In general, R is really not meant for in-place file editing, and I'm aware of no (currently available) tools that support it in any context. Even unixy-tools like sed
do fast editing but still do not do it technically "in-place" (even if it hides how it does it). (There might be some that do, but perhaps not with the ease-of-access that you want.)
There is one notable exception, a file format that is designed for in-place editing (well, interaction). It includes significant in-place addition, filtering, replacement, and deletion operators. And for the most part, it generally does this without needing to increase the file size while doing so.
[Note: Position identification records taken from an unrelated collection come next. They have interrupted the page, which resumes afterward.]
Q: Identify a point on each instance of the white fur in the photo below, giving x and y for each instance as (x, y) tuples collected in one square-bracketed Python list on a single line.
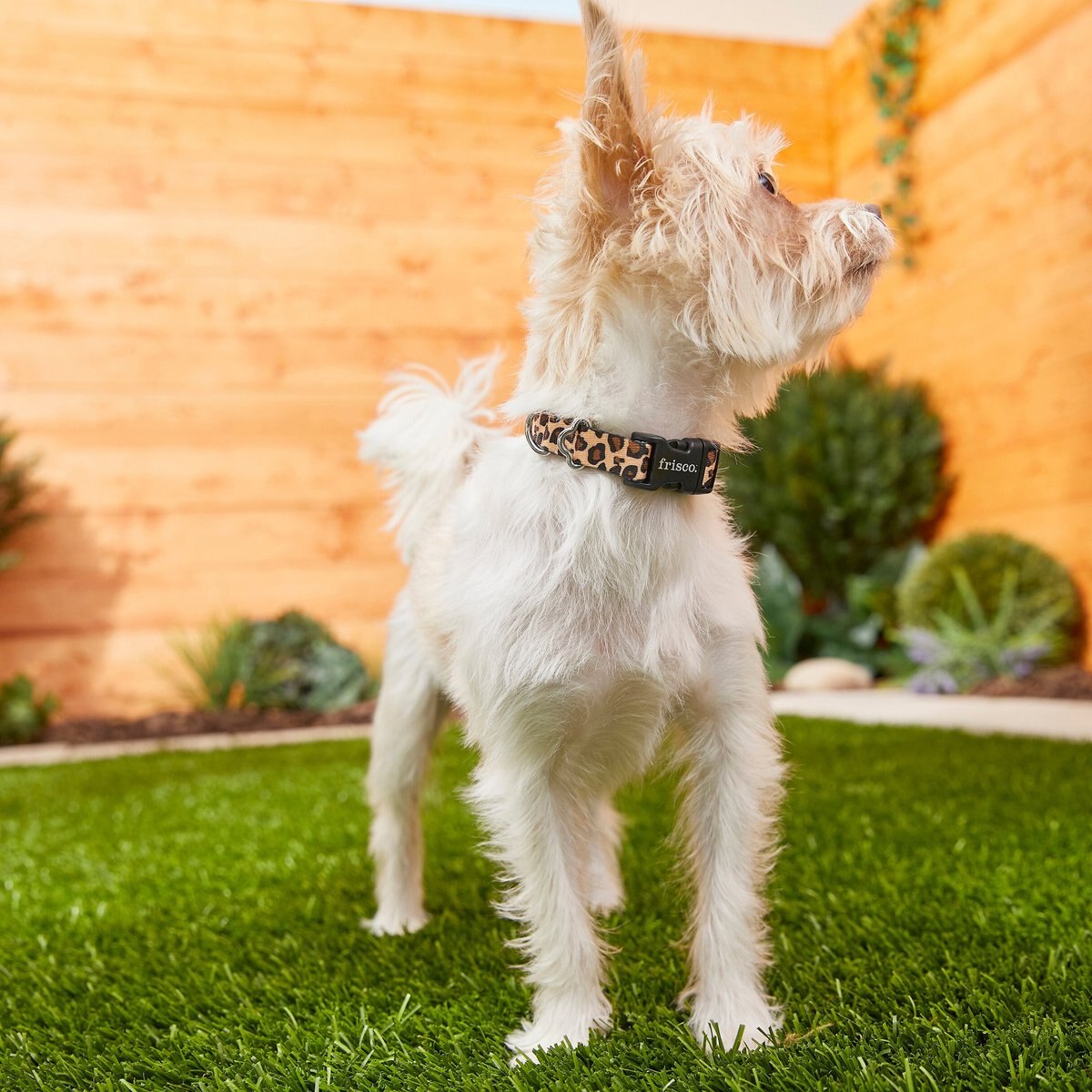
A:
[(577, 622)]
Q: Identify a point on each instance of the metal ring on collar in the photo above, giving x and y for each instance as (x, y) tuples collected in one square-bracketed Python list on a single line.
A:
[(573, 430), (529, 436)]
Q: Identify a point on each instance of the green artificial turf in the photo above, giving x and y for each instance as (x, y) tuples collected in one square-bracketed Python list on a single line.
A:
[(190, 922)]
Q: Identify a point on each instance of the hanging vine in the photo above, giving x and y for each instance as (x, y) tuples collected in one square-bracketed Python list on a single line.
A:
[(894, 76)]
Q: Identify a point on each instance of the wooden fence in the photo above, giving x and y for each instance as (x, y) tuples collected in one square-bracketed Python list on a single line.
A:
[(223, 222)]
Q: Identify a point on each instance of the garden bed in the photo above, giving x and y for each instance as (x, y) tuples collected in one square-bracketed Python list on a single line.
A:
[(1073, 682), (92, 730)]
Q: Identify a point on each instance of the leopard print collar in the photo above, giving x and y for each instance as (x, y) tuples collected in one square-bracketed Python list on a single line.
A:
[(642, 460)]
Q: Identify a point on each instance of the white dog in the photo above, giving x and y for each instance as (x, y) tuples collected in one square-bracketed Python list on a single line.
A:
[(574, 616)]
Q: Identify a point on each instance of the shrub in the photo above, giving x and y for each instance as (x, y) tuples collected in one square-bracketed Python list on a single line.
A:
[(852, 626), (845, 468), (956, 655), (290, 662), (1040, 585), (23, 716), (17, 489)]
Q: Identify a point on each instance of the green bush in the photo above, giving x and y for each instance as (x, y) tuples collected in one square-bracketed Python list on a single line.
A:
[(23, 716), (290, 662), (17, 489), (853, 626), (1041, 587), (844, 469), (956, 655)]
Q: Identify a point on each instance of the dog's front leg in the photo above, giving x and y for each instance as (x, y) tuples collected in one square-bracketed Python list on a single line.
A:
[(538, 833), (409, 715), (732, 791)]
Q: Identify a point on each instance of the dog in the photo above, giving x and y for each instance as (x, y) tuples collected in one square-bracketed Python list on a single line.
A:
[(578, 618)]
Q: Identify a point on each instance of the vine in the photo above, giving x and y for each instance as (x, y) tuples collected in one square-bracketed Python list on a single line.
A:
[(894, 76)]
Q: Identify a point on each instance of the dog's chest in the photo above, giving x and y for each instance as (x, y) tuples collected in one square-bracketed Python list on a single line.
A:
[(571, 580)]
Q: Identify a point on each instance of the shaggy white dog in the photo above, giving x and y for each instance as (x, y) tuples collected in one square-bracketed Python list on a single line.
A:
[(574, 620)]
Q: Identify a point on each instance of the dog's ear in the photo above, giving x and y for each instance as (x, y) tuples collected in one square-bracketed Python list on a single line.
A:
[(614, 153)]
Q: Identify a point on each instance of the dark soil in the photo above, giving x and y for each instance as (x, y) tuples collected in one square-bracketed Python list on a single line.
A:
[(194, 722), (1071, 682)]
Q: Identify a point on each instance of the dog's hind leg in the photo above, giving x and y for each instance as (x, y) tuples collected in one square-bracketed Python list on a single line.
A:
[(408, 719), (732, 790), (539, 831), (603, 878)]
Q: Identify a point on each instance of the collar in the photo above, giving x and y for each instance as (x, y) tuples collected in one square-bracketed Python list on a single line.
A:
[(642, 460)]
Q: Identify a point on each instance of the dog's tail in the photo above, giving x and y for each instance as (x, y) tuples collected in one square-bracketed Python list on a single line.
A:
[(424, 438)]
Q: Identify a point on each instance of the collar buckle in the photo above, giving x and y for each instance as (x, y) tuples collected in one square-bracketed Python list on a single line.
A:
[(680, 465)]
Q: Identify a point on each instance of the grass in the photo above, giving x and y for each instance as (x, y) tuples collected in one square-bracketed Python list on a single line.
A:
[(189, 922)]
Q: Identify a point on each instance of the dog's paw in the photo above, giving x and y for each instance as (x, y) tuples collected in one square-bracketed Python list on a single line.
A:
[(734, 1027), (571, 1026), (386, 924)]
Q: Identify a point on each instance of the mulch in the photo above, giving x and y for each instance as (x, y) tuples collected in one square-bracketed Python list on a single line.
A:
[(195, 722), (1070, 682)]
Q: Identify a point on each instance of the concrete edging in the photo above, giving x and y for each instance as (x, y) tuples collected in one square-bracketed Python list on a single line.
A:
[(53, 753), (1042, 718)]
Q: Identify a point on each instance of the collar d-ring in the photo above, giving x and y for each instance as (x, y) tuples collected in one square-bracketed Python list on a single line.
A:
[(572, 430)]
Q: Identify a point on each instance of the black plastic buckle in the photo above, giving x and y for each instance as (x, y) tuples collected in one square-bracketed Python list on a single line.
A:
[(677, 464)]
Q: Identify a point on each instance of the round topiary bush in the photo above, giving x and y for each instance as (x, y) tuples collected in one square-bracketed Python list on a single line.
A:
[(1042, 583), (844, 468)]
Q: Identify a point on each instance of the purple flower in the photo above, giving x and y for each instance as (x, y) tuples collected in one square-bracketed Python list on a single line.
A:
[(923, 647), (933, 681)]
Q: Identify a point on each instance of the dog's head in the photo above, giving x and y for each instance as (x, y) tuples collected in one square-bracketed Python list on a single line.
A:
[(693, 207)]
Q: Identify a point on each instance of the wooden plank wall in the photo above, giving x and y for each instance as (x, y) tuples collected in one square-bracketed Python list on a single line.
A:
[(995, 317), (223, 222)]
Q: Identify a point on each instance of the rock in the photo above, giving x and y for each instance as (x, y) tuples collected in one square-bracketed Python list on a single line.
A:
[(828, 672)]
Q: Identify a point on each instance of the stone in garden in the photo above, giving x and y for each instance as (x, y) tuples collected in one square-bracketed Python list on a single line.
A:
[(828, 672)]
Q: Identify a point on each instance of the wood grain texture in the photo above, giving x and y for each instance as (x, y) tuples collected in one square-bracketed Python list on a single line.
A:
[(224, 224), (995, 316)]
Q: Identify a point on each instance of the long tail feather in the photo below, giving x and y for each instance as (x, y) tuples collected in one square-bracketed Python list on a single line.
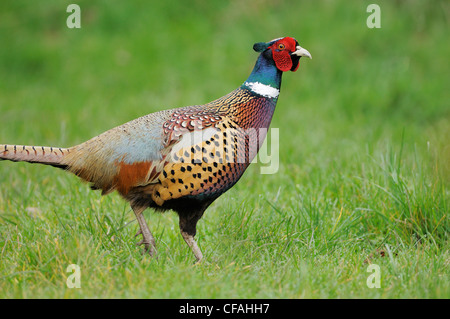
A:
[(34, 154)]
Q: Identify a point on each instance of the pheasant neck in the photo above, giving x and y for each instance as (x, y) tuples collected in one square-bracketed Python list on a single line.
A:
[(265, 78)]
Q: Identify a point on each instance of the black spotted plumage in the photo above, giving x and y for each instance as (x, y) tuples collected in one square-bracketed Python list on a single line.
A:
[(180, 159)]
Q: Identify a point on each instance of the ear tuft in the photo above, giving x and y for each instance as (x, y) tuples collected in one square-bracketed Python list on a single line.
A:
[(260, 46)]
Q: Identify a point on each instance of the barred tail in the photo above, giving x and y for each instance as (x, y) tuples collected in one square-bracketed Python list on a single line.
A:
[(34, 154)]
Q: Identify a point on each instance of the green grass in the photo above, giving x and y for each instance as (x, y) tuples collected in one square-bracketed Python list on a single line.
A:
[(364, 150)]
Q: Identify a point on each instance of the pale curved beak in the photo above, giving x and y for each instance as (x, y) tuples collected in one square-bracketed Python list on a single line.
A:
[(302, 52)]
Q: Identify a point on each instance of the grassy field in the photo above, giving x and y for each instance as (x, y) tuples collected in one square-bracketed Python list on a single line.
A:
[(364, 127)]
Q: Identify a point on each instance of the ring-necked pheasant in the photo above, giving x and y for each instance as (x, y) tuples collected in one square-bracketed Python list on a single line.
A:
[(180, 159)]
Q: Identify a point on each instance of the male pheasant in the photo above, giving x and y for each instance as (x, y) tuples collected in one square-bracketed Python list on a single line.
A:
[(180, 159)]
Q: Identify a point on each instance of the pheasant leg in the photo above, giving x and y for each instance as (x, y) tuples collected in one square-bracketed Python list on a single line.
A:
[(147, 238)]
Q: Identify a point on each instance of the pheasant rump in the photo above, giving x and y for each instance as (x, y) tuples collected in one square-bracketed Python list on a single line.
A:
[(180, 159)]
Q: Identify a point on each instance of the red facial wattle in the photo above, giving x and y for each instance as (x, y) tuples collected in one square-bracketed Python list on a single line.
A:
[(281, 52)]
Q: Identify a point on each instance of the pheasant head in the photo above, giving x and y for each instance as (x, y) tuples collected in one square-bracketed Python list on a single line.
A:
[(277, 56)]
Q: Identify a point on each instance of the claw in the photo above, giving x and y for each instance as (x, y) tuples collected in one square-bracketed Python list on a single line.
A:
[(148, 247)]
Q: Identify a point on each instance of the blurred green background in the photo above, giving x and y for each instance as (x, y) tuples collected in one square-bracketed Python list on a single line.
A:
[(364, 139)]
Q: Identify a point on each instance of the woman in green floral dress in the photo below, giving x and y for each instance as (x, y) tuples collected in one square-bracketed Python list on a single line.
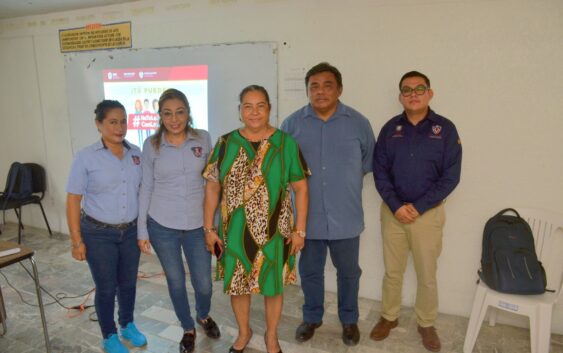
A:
[(252, 171)]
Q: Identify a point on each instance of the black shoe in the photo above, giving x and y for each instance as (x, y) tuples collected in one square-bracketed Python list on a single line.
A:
[(306, 330), (350, 334), (234, 350), (266, 344), (187, 344), (210, 327)]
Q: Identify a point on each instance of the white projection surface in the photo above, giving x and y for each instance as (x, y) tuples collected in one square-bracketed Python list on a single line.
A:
[(211, 76)]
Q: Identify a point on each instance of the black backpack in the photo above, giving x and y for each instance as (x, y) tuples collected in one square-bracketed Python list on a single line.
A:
[(509, 263), (20, 182)]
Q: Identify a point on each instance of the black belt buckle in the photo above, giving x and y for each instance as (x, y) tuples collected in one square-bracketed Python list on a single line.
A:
[(120, 226)]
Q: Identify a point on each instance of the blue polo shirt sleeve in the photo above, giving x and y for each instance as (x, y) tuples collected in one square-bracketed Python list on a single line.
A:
[(78, 177), (147, 187), (450, 174), (382, 174)]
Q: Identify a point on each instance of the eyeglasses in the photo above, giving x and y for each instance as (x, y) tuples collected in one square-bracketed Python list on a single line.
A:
[(180, 114), (418, 90), (249, 108)]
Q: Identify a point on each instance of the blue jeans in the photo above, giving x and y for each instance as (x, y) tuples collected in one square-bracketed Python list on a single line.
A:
[(113, 257), (168, 244), (344, 254)]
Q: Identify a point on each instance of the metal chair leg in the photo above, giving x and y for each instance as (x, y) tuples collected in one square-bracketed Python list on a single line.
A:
[(40, 300), (20, 224), (45, 218)]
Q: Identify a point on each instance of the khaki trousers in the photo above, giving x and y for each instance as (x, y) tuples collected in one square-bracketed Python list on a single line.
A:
[(424, 239)]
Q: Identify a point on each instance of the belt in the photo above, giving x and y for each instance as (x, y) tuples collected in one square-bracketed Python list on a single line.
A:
[(119, 226)]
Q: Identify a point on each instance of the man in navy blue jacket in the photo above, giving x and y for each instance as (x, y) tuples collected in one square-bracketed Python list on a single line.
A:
[(417, 164)]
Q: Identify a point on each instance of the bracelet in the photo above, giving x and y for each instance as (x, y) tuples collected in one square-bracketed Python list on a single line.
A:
[(76, 245), (209, 230)]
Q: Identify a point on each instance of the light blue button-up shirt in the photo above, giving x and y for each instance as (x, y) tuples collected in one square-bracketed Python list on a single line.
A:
[(172, 187), (109, 186), (339, 153)]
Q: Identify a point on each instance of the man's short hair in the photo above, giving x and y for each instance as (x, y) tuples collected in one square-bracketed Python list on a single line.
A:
[(324, 67), (414, 74)]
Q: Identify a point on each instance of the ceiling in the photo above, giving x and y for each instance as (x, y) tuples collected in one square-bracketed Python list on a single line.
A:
[(20, 8)]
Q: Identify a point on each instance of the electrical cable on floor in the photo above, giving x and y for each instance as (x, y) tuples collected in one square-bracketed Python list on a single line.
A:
[(56, 299), (62, 296)]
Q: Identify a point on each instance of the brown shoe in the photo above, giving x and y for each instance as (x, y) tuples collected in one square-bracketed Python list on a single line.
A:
[(430, 338), (381, 330)]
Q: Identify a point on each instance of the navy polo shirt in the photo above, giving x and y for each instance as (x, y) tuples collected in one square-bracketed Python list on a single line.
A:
[(418, 164)]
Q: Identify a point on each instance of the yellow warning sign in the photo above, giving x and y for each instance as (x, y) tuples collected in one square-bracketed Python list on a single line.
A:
[(95, 37)]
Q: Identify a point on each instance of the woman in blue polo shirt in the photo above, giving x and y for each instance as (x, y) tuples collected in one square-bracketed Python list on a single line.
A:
[(102, 208), (171, 211)]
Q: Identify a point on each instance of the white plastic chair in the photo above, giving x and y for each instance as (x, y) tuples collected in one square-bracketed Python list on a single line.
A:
[(548, 235)]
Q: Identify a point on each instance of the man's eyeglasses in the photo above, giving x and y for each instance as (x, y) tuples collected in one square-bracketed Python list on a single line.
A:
[(418, 90)]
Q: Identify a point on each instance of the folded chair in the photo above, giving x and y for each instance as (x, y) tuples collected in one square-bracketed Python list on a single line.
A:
[(9, 201)]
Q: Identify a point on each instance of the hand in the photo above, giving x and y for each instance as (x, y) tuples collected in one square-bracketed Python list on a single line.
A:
[(210, 239), (79, 253), (297, 243), (144, 245), (405, 215)]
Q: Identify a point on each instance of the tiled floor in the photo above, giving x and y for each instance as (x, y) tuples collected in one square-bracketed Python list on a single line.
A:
[(72, 332)]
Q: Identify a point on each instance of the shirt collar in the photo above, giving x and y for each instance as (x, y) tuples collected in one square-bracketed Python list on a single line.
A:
[(102, 145), (341, 110)]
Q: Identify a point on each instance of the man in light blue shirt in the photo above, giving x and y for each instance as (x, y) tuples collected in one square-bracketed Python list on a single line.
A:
[(337, 143)]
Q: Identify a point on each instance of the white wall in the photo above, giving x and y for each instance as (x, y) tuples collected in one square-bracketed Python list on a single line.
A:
[(495, 66)]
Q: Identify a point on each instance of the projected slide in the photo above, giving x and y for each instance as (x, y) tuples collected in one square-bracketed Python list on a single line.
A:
[(138, 89)]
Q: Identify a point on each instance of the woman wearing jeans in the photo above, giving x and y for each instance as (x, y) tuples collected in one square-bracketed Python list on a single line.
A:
[(171, 211), (104, 180)]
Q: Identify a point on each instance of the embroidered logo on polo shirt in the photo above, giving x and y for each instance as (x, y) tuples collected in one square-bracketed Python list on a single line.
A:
[(198, 151), (436, 132), (398, 131)]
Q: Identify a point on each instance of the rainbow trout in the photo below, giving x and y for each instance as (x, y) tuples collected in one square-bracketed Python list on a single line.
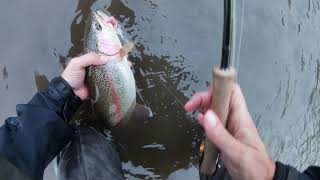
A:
[(112, 86)]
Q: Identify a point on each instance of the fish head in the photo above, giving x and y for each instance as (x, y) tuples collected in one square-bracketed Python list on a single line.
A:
[(101, 34)]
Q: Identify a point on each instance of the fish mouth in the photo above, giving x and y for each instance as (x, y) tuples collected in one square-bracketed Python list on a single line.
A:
[(100, 16)]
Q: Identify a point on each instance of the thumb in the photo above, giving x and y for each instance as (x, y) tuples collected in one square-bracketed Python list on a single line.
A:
[(218, 135)]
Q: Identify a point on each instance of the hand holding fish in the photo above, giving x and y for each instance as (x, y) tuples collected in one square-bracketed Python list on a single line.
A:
[(242, 149), (74, 73)]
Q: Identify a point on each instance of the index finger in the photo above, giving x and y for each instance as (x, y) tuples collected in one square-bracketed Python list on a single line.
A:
[(91, 59), (199, 100)]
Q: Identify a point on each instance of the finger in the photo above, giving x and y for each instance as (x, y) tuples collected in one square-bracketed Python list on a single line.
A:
[(90, 59), (239, 113), (82, 92), (199, 100), (219, 136), (200, 118)]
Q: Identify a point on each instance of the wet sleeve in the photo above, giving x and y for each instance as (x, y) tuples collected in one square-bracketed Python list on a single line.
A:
[(31, 140), (286, 172)]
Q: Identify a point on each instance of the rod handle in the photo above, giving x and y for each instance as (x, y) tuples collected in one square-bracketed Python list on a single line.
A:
[(223, 81)]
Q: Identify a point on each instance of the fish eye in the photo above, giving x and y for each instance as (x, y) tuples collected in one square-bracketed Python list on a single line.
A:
[(98, 26)]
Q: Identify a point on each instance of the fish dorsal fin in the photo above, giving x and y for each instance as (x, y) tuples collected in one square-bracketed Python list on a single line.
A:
[(126, 49)]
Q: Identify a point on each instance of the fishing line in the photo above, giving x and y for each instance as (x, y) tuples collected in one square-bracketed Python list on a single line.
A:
[(240, 39)]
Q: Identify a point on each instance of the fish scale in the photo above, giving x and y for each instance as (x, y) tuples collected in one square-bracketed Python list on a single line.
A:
[(112, 86)]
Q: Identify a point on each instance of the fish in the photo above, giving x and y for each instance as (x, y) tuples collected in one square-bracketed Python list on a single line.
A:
[(112, 86)]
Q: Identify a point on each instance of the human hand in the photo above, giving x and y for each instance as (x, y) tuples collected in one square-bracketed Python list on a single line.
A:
[(241, 147), (75, 72)]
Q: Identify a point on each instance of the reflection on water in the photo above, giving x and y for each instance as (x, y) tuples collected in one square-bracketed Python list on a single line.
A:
[(41, 81), (177, 42)]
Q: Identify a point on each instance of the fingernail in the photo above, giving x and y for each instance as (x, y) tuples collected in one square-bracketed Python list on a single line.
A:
[(104, 58), (211, 119)]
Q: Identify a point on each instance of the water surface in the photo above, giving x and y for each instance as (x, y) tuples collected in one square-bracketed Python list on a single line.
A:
[(177, 43)]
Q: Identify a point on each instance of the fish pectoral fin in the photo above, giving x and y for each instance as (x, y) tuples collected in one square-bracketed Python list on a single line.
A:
[(126, 49), (140, 115)]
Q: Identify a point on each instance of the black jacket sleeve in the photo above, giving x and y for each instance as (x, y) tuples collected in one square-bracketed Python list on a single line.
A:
[(31, 140), (286, 172)]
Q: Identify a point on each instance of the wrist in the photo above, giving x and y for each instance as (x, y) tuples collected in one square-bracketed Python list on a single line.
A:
[(271, 169), (63, 87)]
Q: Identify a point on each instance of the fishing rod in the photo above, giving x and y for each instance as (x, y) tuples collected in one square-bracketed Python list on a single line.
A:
[(223, 79)]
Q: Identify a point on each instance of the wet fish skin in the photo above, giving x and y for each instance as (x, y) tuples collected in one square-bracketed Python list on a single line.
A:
[(111, 86)]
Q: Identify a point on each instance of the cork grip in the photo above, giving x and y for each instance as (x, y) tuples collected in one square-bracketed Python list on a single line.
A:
[(223, 81)]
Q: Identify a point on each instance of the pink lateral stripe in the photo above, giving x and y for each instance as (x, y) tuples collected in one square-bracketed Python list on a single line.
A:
[(114, 99)]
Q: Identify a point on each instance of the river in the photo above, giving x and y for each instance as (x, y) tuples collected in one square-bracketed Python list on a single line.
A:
[(177, 42)]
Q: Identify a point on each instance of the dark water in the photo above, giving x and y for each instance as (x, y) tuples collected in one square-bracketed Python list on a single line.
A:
[(177, 42)]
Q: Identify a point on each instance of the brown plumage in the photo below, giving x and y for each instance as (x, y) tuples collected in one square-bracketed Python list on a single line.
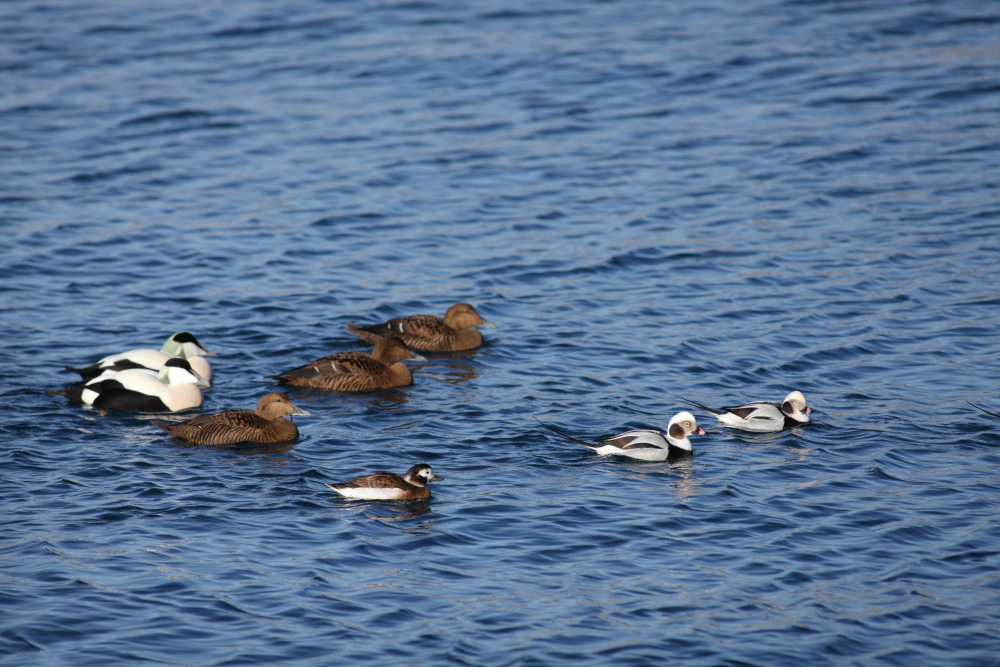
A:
[(390, 485), (430, 333), (354, 370), (266, 424)]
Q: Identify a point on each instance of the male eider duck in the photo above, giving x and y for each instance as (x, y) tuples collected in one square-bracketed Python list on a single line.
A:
[(763, 416), (430, 333), (265, 425), (174, 388), (181, 344), (646, 444), (390, 485), (355, 370)]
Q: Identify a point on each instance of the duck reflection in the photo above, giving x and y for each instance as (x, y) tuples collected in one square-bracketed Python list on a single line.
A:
[(388, 511)]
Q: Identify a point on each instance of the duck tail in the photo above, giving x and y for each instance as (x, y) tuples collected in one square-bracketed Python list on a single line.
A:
[(72, 392), (565, 436)]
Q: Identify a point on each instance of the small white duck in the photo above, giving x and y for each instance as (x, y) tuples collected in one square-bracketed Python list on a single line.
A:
[(763, 416), (390, 485), (646, 444), (174, 388), (181, 344)]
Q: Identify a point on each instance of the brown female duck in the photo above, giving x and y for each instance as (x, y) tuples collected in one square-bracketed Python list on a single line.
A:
[(265, 425), (430, 333), (355, 370), (390, 485)]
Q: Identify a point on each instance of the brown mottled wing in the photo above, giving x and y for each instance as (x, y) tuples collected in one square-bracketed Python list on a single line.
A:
[(376, 480), (223, 428), (418, 325), (342, 363)]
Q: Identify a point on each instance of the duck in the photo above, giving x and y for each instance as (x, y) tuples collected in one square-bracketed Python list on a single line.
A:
[(181, 344), (763, 416), (430, 333), (174, 388), (390, 485), (265, 425), (355, 371), (646, 444)]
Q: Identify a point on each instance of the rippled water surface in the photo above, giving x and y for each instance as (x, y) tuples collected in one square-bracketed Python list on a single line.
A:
[(715, 200)]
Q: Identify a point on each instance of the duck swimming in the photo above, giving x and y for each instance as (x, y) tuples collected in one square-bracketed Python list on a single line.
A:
[(354, 370), (646, 444), (390, 485), (430, 333), (181, 344), (265, 425), (763, 416), (174, 388)]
It's SQLite.
For example,
library(DBI)
# library(RSQLite) # don't need to load it, just need to have it available
fname <- "./iris.sqlite3"
con <- dbConnect(RSQLite::SQLite(), fname)
file.info(fname)$size
# [1] 0
dbWriteTable(con, "iris", iris)
# [1] TRUE
file.info(fname)$size
# [1] 16384
dbGetQuery(con, "select * from iris where [Sepal.Length]=4.7 and [Sepal.Width]=3.2 and [Petal.Length]=1.6")
# Sepal.Length Sepal.Width Petal.Length Petal.Width Species
# 1 4.7 3.2 1.6 0.2 setosa
file.info(fname)$size
# [1] 16384
dbExecute(con, "update iris set [Species]='virginica' where [Sepal.Length]=4.7 and [Sepal.Width]=3.2 and [Petal.Length]=1.6")
# [1] 1
dbGetQuery(con, "select * from iris where [Sepal.Length]=4.7 and [Sepal.Width]=3.2 and [Petal.Length]=1.6")
# Sepal.Length Sepal.Width Petal.Length Petal.Width Species
# 1 4.7 3.2 1.6 0.2 virginica
dbDisconnect(con)
file.info(fname)$size
# [1] 16384
Pros
- It is cross-platform. It is more prolific than most people realize, being a required internal component of the Firefox browser and the Android OS. (Many others, too.)
- Additionally, drivers exist in most programming languages, including R, python, ruby, and many too many to list here.
- There is really no practical limits to the amount of data that can be stored in a single SQLite file. It theoretically supports up to 140TB (https://www.sqlite.org/whentouse.html), though if you're getting this large, there are many (justified) arguments towards different solutions.
- Pulling data is built on the SQL standard, and though it is not 100% compliant, it is pretty darn close. Query time/performance is predicated on your query size, but generally pretty fast (ref: Will SQLite performance degrade if the database size is greater than 2 gigabytes?)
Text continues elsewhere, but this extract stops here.